I am using Dusty’s jetson-inference repository to create a real-time object detection program for a custom dataset.
Background info
Right now I am training and predicting on a PC with a NVIDIA graphics card and CUDA installed. The goal is to put a nice trained model (in ONNX) format on the Jetson Nano, and perform inference with TensorRT optimization. However, the model is not predicting correctly…
I am using the VisDrone2019-DET dataset, which has 8629 images. I have transformed the data to conform to the VOC standards, this is what my dataset looks like:
VisDrone
├── Annotations
│ ├── 000001.xml
│ ├── 000002.xml
│ ├── 000003.xml
│ ├── 000004.xml
│ ├── 000005.xml
├── ImageSets
│ ├── Main
│ │ ├── test.txt
│ │ └── trainval.txt
├── JPEGImages
│ ├── 000001.jpg
│ ├── 000002.jpg
│ ├── 000003.jpg
│ ├── 000004.jpg
│ └── 000005.jpg
└── label.txt
Example of the annotation files:
<annotation>
<object>
<name>person</name>
<bndbox>
<xmax>374</xmax>
<xmin>160</xmin>
<ymax>481</ymax>
<ymin>217</ymin>
</bndbox>
<truncation>0</truncation>
<occlusion>0</occlusion>
</object>
<object>
<name>person</name>
<bndbox>
<xmax>20</xmax>
<xmin>1</xmin>
<ymax>98</ymax>
<ymin>1</ymin>
</bndbox>
<truncation>0</truncation>
<occlusion>0</occlusion>
</object>
<object>
<name>car</name>
<bndbox>
<xmax>375</xmax>
<xmin>310</xmin>
<ymax>289</ymax>
<ymin>165</ymin>
</bndbox>
<truncation>0</truncation>
<occlusion>0</occlusion>
</object>
</annotation>
The data looks really nice in my eyes, although I am suspecting that the data may be too hard for the choice of model. I wanted to post a picture of an annotated example image from the dataset, but the forum won’t allow me to add more than one embedded picture per topic…
Now when I go to training the model, I am executing this:
python train_ssd.py --net mb2-ssd-lite --pretrained-ssd models/mb2-lite.pth --data ../../VisDrone --model-dir models/visdrone_model --dataset-type voc --epochs 100
I have tried a little to play around with --batch-size and --learning-rate, but when testing different options with lower epochs, it still is pretty bad
This is the average precision of the model (note that it is calculated using the training images):
python eval_ssd.py --net mb2-ssd-lite --trained_model models/visdrone_model/mb2-ssd-lite-Epoch-99-Loss-6.650372860745224.pth --dataset_type voc --dataset ../../VisDrone/ --label_file models/visdrone_model/labels.txt --eval_dir models/visdrone_model_eval
[...redacted...]
Average Precision Per-class:
car: 0.08366060023699787
motor: 0.0036423337837340614
person: 0.0023940388984447654
pedestrian: 0.002341346690480933
awning tricycle: 0.002820879803813936
tricycle: 0.0019855374143438924
bicycle: 0.0004966070280048979
truck: 0.053817137171613544
van: 0.01781248643689646
bus: 0.11825235193326702
Average Precision Across All Classes: 0.02872233193975974
To predict images with run_ssd_example.py
, I made one change, since it gave the error RuntimeError: Expected all tensors to be on the same device, but found at least two devices, cuda:0 and cpu!

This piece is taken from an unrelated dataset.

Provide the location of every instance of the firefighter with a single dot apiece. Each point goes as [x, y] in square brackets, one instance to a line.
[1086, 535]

That’s why I changed the line:
predictor = create_mobilenetv2_ssd_lite_predictor(net, candidate_size=200)
to:
import torch
predictor = create_mobilenetv2_ssd_lite_predictor(net, candidate_size=200,device=torch.device('cuda:0'))

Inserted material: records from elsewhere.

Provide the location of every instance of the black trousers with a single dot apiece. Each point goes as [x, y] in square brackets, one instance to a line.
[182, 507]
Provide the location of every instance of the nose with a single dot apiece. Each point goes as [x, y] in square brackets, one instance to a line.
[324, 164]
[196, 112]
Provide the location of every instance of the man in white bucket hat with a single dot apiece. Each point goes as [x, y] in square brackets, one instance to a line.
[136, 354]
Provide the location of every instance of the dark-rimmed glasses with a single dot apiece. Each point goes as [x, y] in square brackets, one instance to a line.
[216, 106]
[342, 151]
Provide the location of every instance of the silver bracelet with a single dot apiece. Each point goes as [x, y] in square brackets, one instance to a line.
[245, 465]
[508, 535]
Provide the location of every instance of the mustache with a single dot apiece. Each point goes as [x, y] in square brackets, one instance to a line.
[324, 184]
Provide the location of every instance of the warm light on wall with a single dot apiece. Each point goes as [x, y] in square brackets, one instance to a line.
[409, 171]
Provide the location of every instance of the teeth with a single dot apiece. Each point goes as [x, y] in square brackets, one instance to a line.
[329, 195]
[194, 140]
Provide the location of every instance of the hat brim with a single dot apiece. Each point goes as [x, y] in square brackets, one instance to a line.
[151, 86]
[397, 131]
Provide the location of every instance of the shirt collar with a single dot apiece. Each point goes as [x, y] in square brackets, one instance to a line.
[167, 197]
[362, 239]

Then using run_ssd_example.py
, I predicted objects in the same image. The prediction looks really bad to me…
To me it looks like the training did some things right, but you can see that it is really not good enough.
Please note that this image processing is done with pytorch, and not with TensorRT. When I use detectnet
with TensorRT, I get similar results thought.

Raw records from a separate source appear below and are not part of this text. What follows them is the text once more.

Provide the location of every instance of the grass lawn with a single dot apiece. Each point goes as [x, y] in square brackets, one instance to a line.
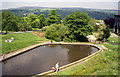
[106, 63]
[21, 40]
[115, 39]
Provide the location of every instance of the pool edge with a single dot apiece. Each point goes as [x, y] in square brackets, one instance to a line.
[73, 63]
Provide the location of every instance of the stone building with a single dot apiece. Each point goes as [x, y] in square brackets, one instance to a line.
[116, 27]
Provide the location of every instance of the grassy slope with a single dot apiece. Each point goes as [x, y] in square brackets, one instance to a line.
[21, 40]
[106, 63]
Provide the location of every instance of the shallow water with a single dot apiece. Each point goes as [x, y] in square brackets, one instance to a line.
[42, 59]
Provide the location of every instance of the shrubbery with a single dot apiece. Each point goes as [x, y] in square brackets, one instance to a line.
[56, 32]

Now that I flooded you with information, I have some questions for you:
- Any ideas for changing the batch-size and learning-rate (and maybe more options) to make the training work better?
- As you can see, the precision and predictions are really bad, any idea why? I thought maybe the dataset is too hard for the SSD Mobilenet V2 lite. If so, how can I improve on this, while keeping a real-time model?
Let me know if you could use any more information!